This order includes the Sharks, Rays, and Chimaerae, and corresponds with the greater and most typical portion of the Chondropterygidae or Cartilaginous fishes of Cuvier. The order is distinguished by the following characters: The skull and lower jaw are well developed, but there are no cranial bones, and the skull consists of a single cartilaginous box, 7vithout any indication of sutures. The vertebral column is sometimes composed of distinct vertebrae, sometimes cartilaginous or sub-notochordal. The exoskeleton is in the form of placoid granules, tubercles, or spines. There are two pairs of fins, representing the limbs, and supported by cartilaginous fin-rays; and the ventral fins are placed far back near the anus.

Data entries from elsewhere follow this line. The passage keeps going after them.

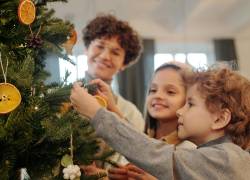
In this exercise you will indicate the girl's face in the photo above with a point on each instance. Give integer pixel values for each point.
(195, 120)
(166, 95)
(105, 58)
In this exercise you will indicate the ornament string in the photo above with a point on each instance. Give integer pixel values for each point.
(4, 71)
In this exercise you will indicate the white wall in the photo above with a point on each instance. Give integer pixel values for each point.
(242, 42)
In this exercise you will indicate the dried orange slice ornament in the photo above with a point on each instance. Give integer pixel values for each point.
(101, 101)
(26, 12)
(10, 98)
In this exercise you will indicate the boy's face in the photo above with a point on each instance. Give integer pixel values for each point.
(195, 121)
(166, 95)
(105, 58)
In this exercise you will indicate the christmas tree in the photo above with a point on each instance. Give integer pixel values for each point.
(38, 129)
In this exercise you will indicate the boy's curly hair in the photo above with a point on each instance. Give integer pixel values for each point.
(107, 26)
(223, 88)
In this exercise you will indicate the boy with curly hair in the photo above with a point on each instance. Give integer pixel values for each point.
(215, 118)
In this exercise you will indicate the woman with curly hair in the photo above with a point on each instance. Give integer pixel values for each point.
(111, 45)
(215, 117)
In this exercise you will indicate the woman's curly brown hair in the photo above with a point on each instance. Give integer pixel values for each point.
(223, 88)
(107, 26)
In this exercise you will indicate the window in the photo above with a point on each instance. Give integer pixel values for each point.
(160, 59)
(197, 60)
(76, 71)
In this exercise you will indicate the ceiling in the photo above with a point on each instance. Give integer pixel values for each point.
(175, 20)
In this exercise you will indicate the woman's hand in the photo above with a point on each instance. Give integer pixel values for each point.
(105, 91)
(83, 103)
(135, 173)
(118, 173)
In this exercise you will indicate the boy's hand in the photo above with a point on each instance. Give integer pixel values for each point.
(105, 91)
(119, 173)
(83, 103)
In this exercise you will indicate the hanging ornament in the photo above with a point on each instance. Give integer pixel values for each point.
(26, 12)
(10, 96)
(69, 44)
(34, 41)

The pectoral arch has no clavicle. The heart consists of a single auricle and ventricle, and the bulbus arteriosus is rhythmically contractile, is provided with a special coat of striated muscular fibres, and is furnished with several transverse rows of valves.
The gills are pouch-like.
In most of the above characters, it will be seen at once that the Elasmobranchii agree with the Ganoid fishes, especially, as regards the structure of the heart. The following points of difference, however, require more special notice:
I. The exoskeleton is what is called by Agassiz "placoid." It consists namely, of no continuous covering of scales or ganoid plates, but of more or less numerous detached grains, tubercles, or spines, composed of bony or dentinal matter, and scattered here and there in the integument. In the case of the Rays, these placoid ossifications often take a very singular shape, consisting (fig. 247, c) of an osseous or cartilaginous disc, from the upper surface of which springs a sharp recurved spine, composed of dentine. The so-called "shagreen" of the Dog-fishes and Sharks is composed of very small and close-set tooth-like processes (fig. 247, d). At other times the placoid structures are developed into "dermal defences" or " ichthyo-dorulites." The minute structure of these exoskeletal structures is closely or entirely similar to that of the teeth. In some cases the exoskeleton is absent.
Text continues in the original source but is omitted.